Al Gore's sharing the Nobel Peace Prize will become an outstanding moment in the history of the world's reaction to climate change. Brilliant or horrific depending on your interpretaton.
Written by Harry Fuller, Contributor

Al Gore's sharing the Nobel Peace Prize will become an outstanding moment in the history of the world's reaction to climate change. Brilliant or horrific depending on your interpretaton. Gore and the U.N.-sponsored Intergovernmental Panel on Climate Change (IPCC) will share the $1.5 million Nobel Peace Prize. The IPCC has a landmark meeting next month in Spain. The head of the Nobel prize committee was very clear he wants global warming to become of global concern, and action.

He said, "I want this prize to have everyone . . . every human being, asking what they should do."

Gore's comment, "The climate crisis is not a political issue, it is a moral and spiritual challenge to all of humanity. It is also our greatest opportunity to lift global consciousness to a higher level,"

Of course, he isn't naive enough to really believe that climate change can be de-politicized in the U.S. The individual's view of climate change and what shoud or could be done about it has become almost as much of a political litmus test in the U.S. as an opinion on abortion or the Iraq War. Millions of lobbying dollars have been spent in the U.S. to make the issue seem political and highly congtroversial. So, of course, politics instantly enetered into coverage of Gore's Nobel Prize.

Reuters, a British-based news agency, headlined Gore's prize as a "blow to [President] Bush." Reuters also reported the White House's comment today that President George W. Bush was happy to see Gore and the IPCC win the Nobel Prize. Here in the U.S. Fox News immediately went to the 2008 Presidential campaign, "Will Al Gore Run?" That would be a frightening prospect for most of Fox's conservative viewers as he is seen as less likely to lose than current Democratic candidates.

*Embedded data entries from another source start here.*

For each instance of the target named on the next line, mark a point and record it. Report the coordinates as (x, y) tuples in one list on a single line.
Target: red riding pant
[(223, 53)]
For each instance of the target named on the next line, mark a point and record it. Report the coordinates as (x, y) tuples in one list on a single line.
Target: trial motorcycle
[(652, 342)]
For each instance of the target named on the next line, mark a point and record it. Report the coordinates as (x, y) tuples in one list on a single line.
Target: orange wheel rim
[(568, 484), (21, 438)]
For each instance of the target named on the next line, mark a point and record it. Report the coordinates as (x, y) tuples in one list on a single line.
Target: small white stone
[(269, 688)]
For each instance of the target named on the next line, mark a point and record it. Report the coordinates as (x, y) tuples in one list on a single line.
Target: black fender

So this peace prize may be even more controversial than most. Some sites went straight to the argument, "Did Gore deserve the prize?" A French news agency covered the Canadian candidate who didn't win. She was glad, she said to see the earth win this one.

What will Gore do with his money? He's giving it to the Alliance for Climate Protection.

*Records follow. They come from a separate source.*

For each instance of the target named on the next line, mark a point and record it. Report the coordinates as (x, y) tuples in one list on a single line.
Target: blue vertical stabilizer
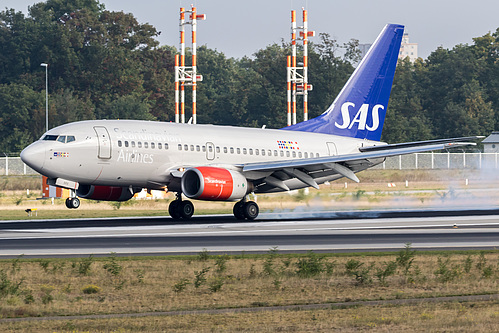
[(360, 108)]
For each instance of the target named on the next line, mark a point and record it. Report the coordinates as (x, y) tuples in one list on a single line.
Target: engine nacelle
[(105, 193), (217, 184)]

Clearly the Nobel Committee was not moved by the British judge who ruled that Gore's documentary was less than accurate on several key points. They made this award will the full intention of making Gore a universal symbol of the forces trying to get the nations and people of the planet to seriously deal with global warming. This will only serve to further infuriate those who choose to doubt or scoff at the need to do anything. Somewhere the shade of Darwin must be watching this and nodding in the knowledge that this is a test of fitness for the human species.

What does this mean in the green tech world? Likely more government money from developed countries or those with petro-dollars. Imagine what Venezuela could do with all its sunshine, or Bahrain. For tech in general it just gives impetus to a trend already forming. Get green. Like this ad I first noticed this week from AMD. We may all get a little green and queasy from all the corporations touting their own special greenness and love for the planet. Let's hope they mean at least a little of it.